Quesnel School Closures “Devastating” says Teachers Rep
Quesnel, B.C. – A difficult week for the education sector in Quesnel.
The Quesnel School Board announced three schools will close the end of this year – Kersley, Parkland and Ecole Baker elementary schools.
“It’s devastating for communities and for families,” says Lisa Kishkan, president of the Quesnel and District Teachers Association. “There are community associations in Parkland, half of the school is actually leased to the community association and at Kersley there are partnership activities happening there all the time.”
And she says Ecole Baker, a dual track French and English school where the English part of the school would be considered in a larger centre an inner-city school, is splitting up.
“So children are losing their friends and you’re also impacting a really vulnerable community.”
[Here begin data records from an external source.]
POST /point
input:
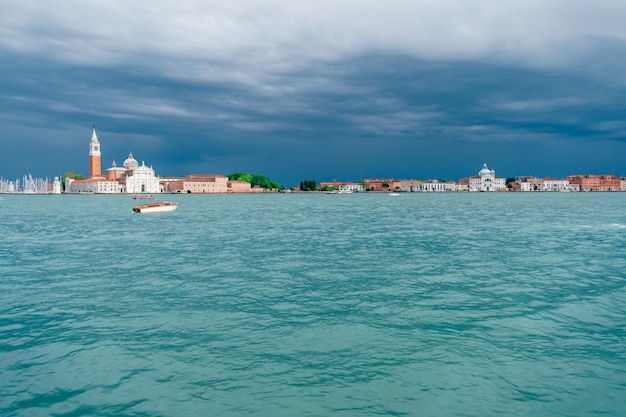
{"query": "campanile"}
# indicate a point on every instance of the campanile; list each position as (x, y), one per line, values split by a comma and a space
(94, 156)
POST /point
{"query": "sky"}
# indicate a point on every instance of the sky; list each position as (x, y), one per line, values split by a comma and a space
(324, 90)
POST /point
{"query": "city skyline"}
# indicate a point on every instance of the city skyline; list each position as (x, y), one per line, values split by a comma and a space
(315, 90)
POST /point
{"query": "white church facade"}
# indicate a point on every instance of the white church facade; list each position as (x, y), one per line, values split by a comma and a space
(131, 178)
(486, 181)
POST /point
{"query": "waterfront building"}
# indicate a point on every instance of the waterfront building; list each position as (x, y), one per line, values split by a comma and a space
(591, 182)
(381, 184)
(486, 180)
(131, 178)
(199, 184)
(436, 186)
(530, 183)
(410, 186)
(344, 186)
(554, 184)
(94, 156)
(239, 187)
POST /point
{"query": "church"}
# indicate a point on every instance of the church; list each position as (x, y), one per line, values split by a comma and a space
(130, 178)
(486, 180)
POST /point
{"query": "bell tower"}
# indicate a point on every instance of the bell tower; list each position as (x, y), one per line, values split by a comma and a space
(94, 156)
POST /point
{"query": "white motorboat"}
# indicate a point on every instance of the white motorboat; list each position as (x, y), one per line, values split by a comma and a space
(155, 207)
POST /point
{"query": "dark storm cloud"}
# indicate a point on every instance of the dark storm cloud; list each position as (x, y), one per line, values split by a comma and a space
(294, 92)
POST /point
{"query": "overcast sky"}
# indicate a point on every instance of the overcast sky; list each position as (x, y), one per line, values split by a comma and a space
(315, 89)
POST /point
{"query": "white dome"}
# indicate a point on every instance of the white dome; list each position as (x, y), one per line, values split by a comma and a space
(484, 171)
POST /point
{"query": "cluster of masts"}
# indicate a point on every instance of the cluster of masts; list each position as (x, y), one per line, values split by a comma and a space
(27, 185)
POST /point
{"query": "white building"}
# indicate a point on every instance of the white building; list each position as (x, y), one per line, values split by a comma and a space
(139, 178)
(554, 184)
(131, 178)
(486, 180)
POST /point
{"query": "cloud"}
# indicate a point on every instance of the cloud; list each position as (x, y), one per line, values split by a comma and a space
(409, 87)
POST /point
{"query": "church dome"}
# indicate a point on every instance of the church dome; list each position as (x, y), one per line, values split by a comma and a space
(484, 171)
(131, 162)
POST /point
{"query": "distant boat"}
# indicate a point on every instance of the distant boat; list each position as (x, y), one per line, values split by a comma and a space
(155, 207)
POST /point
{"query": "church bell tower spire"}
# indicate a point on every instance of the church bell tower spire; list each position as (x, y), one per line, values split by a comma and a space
(94, 155)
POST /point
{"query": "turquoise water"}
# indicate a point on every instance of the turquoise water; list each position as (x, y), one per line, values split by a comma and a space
(507, 304)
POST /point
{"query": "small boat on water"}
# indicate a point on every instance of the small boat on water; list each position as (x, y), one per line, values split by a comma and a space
(155, 207)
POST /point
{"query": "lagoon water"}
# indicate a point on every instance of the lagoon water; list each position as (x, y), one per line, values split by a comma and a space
(489, 304)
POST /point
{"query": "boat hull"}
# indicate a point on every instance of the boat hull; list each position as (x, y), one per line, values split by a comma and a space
(155, 207)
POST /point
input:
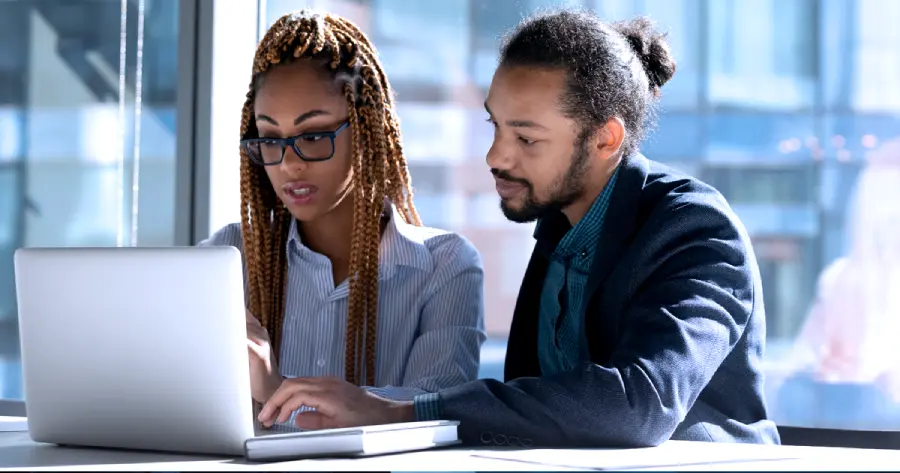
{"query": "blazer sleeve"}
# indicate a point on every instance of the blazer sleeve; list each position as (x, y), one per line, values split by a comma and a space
(677, 331)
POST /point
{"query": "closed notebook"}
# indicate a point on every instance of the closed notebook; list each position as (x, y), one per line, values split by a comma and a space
(352, 442)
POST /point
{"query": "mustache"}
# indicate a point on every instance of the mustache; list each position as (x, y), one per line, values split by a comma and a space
(499, 174)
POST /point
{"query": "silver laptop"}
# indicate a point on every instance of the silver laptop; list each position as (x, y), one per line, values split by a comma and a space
(141, 348)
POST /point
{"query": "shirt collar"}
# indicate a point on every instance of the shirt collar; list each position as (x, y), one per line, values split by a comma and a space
(554, 233)
(402, 244)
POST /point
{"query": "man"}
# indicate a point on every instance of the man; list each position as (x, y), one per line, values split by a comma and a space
(640, 317)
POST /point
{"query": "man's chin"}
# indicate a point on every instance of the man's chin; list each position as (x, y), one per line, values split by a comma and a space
(518, 214)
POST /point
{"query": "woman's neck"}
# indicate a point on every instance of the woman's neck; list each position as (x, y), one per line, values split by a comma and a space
(330, 235)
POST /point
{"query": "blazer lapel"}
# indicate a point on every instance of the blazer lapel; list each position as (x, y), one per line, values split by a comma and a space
(619, 222)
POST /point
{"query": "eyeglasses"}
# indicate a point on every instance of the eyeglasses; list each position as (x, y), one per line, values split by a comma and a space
(310, 147)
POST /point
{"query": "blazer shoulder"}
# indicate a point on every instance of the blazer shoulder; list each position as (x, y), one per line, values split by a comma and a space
(673, 196)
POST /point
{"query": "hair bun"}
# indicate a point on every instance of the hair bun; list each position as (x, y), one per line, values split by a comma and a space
(651, 48)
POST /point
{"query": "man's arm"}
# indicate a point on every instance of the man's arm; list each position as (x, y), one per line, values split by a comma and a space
(451, 325)
(682, 324)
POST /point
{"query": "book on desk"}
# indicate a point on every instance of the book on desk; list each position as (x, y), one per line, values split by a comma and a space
(352, 442)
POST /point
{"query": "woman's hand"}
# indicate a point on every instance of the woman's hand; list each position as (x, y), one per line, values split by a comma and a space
(264, 376)
(337, 404)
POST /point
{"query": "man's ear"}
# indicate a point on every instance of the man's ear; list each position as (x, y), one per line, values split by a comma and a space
(609, 138)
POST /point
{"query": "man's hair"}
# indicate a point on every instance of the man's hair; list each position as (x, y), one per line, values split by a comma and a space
(379, 171)
(612, 70)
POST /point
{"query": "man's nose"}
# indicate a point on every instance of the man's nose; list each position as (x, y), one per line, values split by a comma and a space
(499, 157)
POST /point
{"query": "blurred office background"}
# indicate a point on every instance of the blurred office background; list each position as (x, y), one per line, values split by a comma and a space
(119, 126)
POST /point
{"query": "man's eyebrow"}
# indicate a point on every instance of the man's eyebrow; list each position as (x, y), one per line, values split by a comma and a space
(300, 119)
(517, 123)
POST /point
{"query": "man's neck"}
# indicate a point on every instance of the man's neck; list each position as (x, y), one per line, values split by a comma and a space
(575, 212)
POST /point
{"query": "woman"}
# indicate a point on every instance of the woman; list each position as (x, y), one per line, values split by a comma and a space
(843, 371)
(341, 278)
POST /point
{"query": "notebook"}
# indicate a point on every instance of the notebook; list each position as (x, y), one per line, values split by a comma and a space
(352, 442)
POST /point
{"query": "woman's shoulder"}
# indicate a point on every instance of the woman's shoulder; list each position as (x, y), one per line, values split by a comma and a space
(229, 235)
(446, 246)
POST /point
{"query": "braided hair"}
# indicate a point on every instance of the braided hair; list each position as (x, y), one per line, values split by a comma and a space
(379, 172)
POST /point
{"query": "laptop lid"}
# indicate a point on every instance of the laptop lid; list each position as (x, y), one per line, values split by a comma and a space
(141, 348)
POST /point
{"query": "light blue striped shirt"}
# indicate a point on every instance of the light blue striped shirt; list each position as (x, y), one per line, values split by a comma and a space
(430, 310)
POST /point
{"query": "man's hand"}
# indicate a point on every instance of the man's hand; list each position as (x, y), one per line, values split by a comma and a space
(337, 404)
(264, 375)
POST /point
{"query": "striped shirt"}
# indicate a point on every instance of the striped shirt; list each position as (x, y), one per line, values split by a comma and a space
(559, 325)
(430, 310)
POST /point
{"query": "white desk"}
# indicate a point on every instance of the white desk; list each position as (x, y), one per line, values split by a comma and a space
(17, 451)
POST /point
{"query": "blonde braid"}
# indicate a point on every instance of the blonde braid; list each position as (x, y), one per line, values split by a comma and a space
(379, 171)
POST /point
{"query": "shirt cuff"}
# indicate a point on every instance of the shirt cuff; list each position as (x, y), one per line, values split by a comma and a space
(428, 407)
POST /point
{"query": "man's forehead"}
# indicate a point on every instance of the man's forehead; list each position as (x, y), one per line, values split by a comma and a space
(526, 88)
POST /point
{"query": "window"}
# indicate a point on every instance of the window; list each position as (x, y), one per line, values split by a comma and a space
(762, 53)
(861, 65)
(82, 161)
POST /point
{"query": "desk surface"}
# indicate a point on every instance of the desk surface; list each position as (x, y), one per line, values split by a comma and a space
(17, 451)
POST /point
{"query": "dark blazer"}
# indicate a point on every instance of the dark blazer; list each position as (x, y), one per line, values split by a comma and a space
(674, 332)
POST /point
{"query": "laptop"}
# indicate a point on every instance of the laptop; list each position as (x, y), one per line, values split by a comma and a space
(145, 348)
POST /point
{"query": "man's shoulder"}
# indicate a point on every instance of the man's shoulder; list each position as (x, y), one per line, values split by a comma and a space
(680, 204)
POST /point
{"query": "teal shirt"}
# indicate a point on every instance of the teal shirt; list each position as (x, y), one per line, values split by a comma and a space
(562, 299)
(563, 294)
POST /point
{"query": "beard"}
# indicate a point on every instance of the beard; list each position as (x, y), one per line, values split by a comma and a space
(564, 191)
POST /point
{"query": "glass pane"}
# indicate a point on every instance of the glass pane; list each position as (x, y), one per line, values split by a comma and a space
(762, 53)
(861, 65)
(85, 160)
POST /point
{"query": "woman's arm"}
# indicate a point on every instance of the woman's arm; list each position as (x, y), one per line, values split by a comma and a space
(447, 350)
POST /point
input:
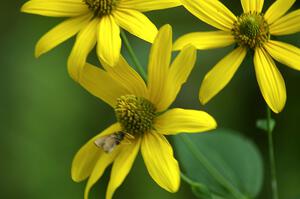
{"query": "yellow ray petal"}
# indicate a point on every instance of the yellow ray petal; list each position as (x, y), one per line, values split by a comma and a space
(128, 77)
(158, 157)
(85, 42)
(178, 120)
(252, 5)
(101, 84)
(159, 60)
(212, 12)
(104, 160)
(178, 74)
(277, 9)
(122, 166)
(287, 24)
(109, 41)
(205, 40)
(270, 81)
(61, 33)
(146, 5)
(284, 53)
(136, 23)
(220, 75)
(86, 158)
(58, 8)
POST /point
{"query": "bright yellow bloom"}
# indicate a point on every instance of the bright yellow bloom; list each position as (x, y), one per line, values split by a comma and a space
(251, 30)
(96, 22)
(142, 117)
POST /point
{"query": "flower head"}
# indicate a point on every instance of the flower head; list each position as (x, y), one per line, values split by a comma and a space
(252, 30)
(142, 117)
(97, 22)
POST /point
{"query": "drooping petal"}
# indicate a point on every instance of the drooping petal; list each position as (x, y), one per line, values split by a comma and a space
(161, 165)
(277, 9)
(252, 5)
(220, 75)
(61, 33)
(146, 5)
(100, 84)
(212, 12)
(122, 166)
(178, 120)
(270, 81)
(136, 23)
(109, 41)
(86, 158)
(205, 40)
(128, 77)
(159, 61)
(85, 42)
(287, 24)
(178, 74)
(58, 8)
(284, 53)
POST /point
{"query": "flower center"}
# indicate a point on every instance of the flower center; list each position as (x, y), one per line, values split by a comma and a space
(251, 30)
(100, 7)
(135, 114)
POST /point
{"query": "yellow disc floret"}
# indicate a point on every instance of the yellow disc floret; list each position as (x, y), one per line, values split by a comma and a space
(251, 30)
(135, 114)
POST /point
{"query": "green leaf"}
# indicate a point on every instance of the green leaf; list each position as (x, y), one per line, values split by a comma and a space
(263, 124)
(232, 157)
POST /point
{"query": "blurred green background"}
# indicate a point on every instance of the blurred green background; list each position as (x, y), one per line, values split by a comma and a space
(46, 117)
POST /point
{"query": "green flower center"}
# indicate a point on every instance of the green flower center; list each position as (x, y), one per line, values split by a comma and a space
(135, 114)
(101, 7)
(251, 30)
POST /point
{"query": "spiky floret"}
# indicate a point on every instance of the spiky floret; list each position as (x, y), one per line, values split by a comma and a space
(251, 30)
(101, 7)
(135, 114)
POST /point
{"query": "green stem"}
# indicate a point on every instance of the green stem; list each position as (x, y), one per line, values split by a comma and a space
(211, 170)
(133, 56)
(271, 155)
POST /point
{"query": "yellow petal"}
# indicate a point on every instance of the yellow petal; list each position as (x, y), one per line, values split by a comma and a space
(178, 74)
(284, 53)
(85, 42)
(159, 61)
(128, 77)
(104, 160)
(100, 84)
(136, 23)
(270, 81)
(287, 24)
(61, 33)
(220, 75)
(146, 5)
(205, 40)
(86, 158)
(122, 166)
(109, 41)
(252, 5)
(178, 120)
(58, 8)
(162, 166)
(212, 12)
(277, 9)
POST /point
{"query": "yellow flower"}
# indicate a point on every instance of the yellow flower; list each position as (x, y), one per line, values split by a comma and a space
(96, 22)
(251, 30)
(142, 117)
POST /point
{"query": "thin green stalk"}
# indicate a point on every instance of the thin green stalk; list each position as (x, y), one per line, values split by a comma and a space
(211, 170)
(133, 56)
(272, 156)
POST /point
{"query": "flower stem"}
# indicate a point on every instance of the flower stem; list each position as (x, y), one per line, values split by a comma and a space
(212, 170)
(133, 56)
(272, 156)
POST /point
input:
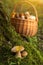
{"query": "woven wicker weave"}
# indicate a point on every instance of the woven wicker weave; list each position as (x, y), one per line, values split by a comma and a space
(26, 27)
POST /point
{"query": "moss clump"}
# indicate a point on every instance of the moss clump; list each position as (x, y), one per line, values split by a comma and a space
(9, 38)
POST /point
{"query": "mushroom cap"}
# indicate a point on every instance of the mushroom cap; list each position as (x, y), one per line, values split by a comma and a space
(17, 48)
(27, 13)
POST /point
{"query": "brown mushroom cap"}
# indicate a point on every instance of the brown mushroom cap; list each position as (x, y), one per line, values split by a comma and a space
(17, 48)
(24, 54)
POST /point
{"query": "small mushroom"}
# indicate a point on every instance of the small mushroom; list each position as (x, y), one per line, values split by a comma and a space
(17, 50)
(24, 54)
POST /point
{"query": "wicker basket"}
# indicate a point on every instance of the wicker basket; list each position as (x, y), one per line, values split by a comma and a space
(26, 27)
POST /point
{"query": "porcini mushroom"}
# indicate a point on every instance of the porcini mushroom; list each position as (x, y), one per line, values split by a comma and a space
(27, 14)
(17, 50)
(24, 54)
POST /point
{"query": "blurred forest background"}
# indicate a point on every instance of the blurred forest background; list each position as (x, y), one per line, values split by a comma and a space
(34, 45)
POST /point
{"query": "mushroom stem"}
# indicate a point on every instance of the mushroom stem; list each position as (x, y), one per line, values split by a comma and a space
(18, 55)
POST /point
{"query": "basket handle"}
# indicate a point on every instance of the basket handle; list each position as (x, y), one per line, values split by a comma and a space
(18, 3)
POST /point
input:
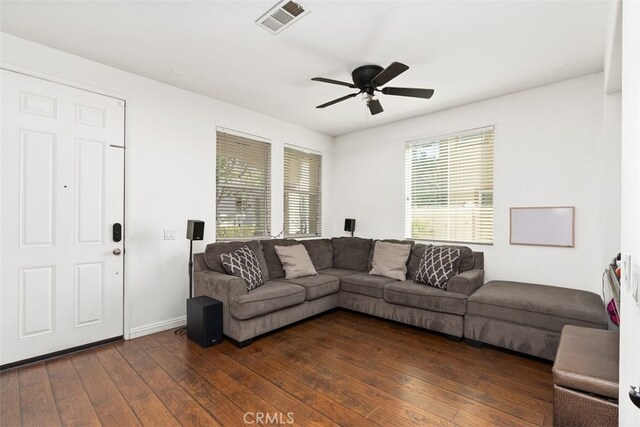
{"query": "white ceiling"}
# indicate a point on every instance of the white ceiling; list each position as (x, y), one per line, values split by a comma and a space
(465, 50)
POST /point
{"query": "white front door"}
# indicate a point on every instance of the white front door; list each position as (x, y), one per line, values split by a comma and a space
(62, 190)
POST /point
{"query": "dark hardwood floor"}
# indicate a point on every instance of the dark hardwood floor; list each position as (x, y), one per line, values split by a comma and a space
(340, 368)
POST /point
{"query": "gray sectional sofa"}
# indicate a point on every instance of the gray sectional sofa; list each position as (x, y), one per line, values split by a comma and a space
(343, 280)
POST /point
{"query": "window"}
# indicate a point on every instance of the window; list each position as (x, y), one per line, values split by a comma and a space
(302, 193)
(243, 187)
(449, 187)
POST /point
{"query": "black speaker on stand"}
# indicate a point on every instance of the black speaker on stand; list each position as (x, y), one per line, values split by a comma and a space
(195, 231)
(350, 225)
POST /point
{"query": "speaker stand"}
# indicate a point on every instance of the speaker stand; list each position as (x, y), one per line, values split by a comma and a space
(183, 330)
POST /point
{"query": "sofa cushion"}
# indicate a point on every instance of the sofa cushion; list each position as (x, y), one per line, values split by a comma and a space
(271, 257)
(399, 242)
(270, 297)
(587, 361)
(467, 259)
(295, 261)
(317, 286)
(412, 294)
(541, 306)
(351, 253)
(390, 260)
(365, 284)
(243, 263)
(320, 251)
(214, 250)
(337, 272)
(437, 266)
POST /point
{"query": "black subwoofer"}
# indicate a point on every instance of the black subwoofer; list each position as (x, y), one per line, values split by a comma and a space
(204, 321)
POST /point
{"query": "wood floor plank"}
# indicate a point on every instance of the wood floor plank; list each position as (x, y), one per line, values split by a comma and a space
(73, 405)
(452, 351)
(10, 398)
(245, 377)
(145, 404)
(440, 392)
(37, 406)
(110, 406)
(181, 405)
(222, 408)
(125, 378)
(240, 395)
(381, 398)
(152, 412)
(425, 355)
(339, 368)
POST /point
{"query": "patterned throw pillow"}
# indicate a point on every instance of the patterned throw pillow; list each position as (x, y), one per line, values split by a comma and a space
(437, 266)
(244, 264)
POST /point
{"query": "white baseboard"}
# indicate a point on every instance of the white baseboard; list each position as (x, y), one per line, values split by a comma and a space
(152, 328)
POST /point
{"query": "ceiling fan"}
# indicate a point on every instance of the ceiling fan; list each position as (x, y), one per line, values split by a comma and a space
(368, 78)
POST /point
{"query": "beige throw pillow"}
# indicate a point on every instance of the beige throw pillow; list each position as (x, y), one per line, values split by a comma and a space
(295, 261)
(390, 260)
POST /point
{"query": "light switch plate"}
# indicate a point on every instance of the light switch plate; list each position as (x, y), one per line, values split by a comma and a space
(635, 280)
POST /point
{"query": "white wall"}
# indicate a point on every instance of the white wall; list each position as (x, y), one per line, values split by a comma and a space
(630, 309)
(170, 172)
(548, 152)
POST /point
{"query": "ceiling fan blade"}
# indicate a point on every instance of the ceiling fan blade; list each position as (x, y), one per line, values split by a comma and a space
(375, 107)
(391, 72)
(408, 91)
(335, 101)
(335, 82)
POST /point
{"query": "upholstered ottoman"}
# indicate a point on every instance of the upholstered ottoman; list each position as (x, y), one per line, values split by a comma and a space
(528, 318)
(585, 378)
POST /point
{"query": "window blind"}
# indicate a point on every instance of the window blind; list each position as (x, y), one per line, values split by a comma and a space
(302, 193)
(243, 187)
(449, 187)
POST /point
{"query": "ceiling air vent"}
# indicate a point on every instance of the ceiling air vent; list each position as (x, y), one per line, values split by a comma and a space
(281, 16)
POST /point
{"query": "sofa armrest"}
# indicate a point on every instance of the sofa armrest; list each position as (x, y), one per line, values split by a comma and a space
(466, 283)
(218, 285)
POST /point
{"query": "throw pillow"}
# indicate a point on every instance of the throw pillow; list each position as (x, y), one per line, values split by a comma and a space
(437, 266)
(243, 263)
(295, 261)
(390, 260)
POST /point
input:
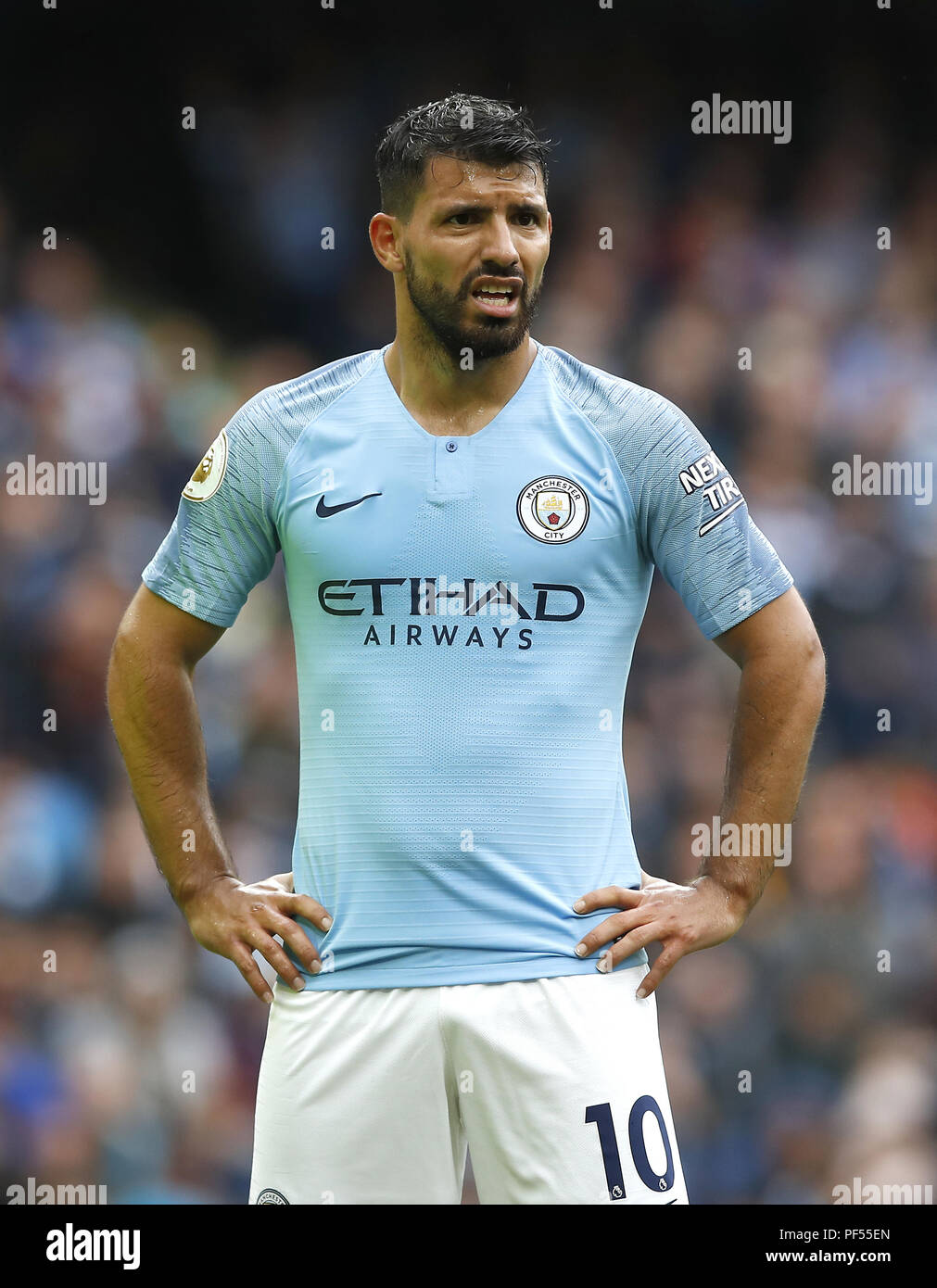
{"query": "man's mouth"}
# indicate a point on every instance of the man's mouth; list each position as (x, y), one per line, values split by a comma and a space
(498, 297)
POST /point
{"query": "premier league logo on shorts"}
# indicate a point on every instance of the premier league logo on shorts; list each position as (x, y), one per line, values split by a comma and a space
(553, 509)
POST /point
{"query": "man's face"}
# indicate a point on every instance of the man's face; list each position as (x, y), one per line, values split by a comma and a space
(475, 251)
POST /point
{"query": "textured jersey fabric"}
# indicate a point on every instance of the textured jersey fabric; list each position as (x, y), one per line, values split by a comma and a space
(464, 613)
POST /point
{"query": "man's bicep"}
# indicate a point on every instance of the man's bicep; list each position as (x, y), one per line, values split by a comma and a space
(696, 527)
(155, 625)
(784, 624)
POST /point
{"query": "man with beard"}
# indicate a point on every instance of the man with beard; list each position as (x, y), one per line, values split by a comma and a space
(469, 524)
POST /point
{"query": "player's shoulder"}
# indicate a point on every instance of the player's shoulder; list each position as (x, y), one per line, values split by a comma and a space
(629, 416)
(299, 400)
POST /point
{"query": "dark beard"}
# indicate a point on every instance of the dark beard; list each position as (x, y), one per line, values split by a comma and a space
(490, 336)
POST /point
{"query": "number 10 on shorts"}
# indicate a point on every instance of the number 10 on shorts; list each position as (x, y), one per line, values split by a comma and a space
(611, 1158)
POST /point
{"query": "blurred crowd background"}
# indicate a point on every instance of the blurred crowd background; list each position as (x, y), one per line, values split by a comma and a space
(210, 240)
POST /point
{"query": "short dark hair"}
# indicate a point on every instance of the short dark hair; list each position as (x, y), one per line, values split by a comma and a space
(499, 134)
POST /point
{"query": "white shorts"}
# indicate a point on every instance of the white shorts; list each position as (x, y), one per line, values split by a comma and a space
(556, 1086)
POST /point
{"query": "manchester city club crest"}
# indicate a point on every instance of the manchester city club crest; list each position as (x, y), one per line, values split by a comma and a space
(553, 509)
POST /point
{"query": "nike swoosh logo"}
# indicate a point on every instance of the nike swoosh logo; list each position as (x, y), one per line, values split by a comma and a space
(323, 511)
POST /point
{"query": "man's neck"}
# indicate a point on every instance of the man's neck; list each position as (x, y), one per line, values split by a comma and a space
(446, 399)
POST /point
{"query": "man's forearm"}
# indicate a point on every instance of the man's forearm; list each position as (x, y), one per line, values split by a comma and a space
(156, 722)
(780, 699)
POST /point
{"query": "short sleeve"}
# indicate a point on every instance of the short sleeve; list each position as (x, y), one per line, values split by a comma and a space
(695, 525)
(224, 538)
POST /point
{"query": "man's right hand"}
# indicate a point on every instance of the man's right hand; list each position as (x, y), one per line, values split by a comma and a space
(234, 920)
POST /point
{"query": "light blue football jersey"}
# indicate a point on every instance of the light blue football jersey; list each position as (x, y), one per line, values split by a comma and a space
(464, 613)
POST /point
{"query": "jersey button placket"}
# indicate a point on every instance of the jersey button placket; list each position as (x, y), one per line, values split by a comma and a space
(452, 468)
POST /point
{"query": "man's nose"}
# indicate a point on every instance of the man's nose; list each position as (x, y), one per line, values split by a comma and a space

And while students and teachers will be moved to other schools, she says support staff will face layoffs (at a savings she estimates at around $300,000 to the district).
“We’re looking at three custodians, three secretaries, six to 10 people. Those are jobs, those are people that shop here, people that pay taxes here.”
Kishkan says Victoria is to blame for what’s happened, not the school board or declining enrollment.
“Declining enrollment plays a very small part in what’s happening with funding in the school district,” she says. “Next year our district is going to have to find upwards of $800,000 in a very small district with a $33 million budget.”
She says additional costs due to increases to things like MSP premiums and BC Hydro rates have made balancing budgets difficult.
“Districts are required to pay increased costs without receiving increased funding to offset that.”
Comments
Whatever happened to Family’s First?
Krusty cant even keep her own family together, so why the hell should she care about yours or mine. She must of had a bad experience with a teacher somewhere during her schooling. I quote Krusty… pick the low lying fruit. BC taxpayer/resident don’t ever forget it!!
MSP premiums and Hydro rates affect everyone, not just school boards. Declining enrollment is a huge factor, losing 10,000 per lost child is not a factor? 30 kids would pay for the 300,000 in savings. They serve 3,000 students, the school age population has dropped from 6,000 kids to just 4,000 in 15 years – this has a huge bearing on funding.
Dropping from over 4,500 students in 2004 to just 3,000 now is not the issue? Who are these people in the Quesnel school board? Do they have a sandbox in the back to stick their heads into? Enrollment is expected to dip below 3,000 in a few short years, then what?
Do the math people, loss of 1,500 kids x $10,000 – more if of aboriginal descent, the district is 25% aboriginal
Sorry but running schools at 30-40 percent capacity is just a waste of $
So while the BC “Liberals” loot the Hydro and ICBC coffers for their so called balanced budgets, is it acceptable to continue cutting services? While increasing fees? And levies? Voodoo economics is a wonderful thing, when it’s playing in your favour.
I don’t dispute your math and enrolment figures. However, when is it enough for Christy and her band of ****? Lot’s of complaints, but voter turnout remains low and she continues to win (if she’s allowed to run for seats in safe spots)
Cutting services … how? The funding formula has gone up dollar wise – not down.
They have a 33 million dollar budget divide by 3,000 students and you get an average of 11,000 per student. If enrollment was still 4,500 plus students the district would have 49.5 million dollar budget. That is a lot of coin they do no longer get, not because of hydro rates or MSP premiums but rather directly due to enrollment. If the district board cannot see that and cannot put some type of plan in place to address that then kids in the Quesnel district are hooped. Now you blame the government for lower enrollment. Maybe there are issues at school – maybe more kids are getting home schooled in that district – maybe the population is aging in the area. Maybe they only need a few schools. When there are 40 kids in a school how can you possibly teach all grades K-9 and still ensure they get a proper education? Maybe busing them to a school where they can be in a class of their peers is better for children? I don’t know, I never ran for the district board, but just a 20 minute look at their situation and I know where the issue comes from and it is not rising commodity prices.
Schools need a rethink. There are declining enrollments everywhere in the north and central BC and commodity prices are not going to go down. Solution? Maybe the government needs to take over all the boards and perform a major overhaul. What works in one district may not work in another, but don’t play the blame game
Just keep making it harder for families to have and raise kids . That will make everything better . It must be making every thing better . Why else would they do that ?
According to Statistics Canada, BC has the second highest student to educator ratio in the country… families first hey Christy?
www .statcan.gc.ca/pub/81-595-m/2010083/c-g/c-g006-eng.htm
My Dad taught Jr high school with Christie’s Dad. Just before my Dad died, he commented that her Dad must have been rolling in his grave over her treatment of teachers.
Christy’s kid goes to private school. Did not the government increase taxpayer money to private schools?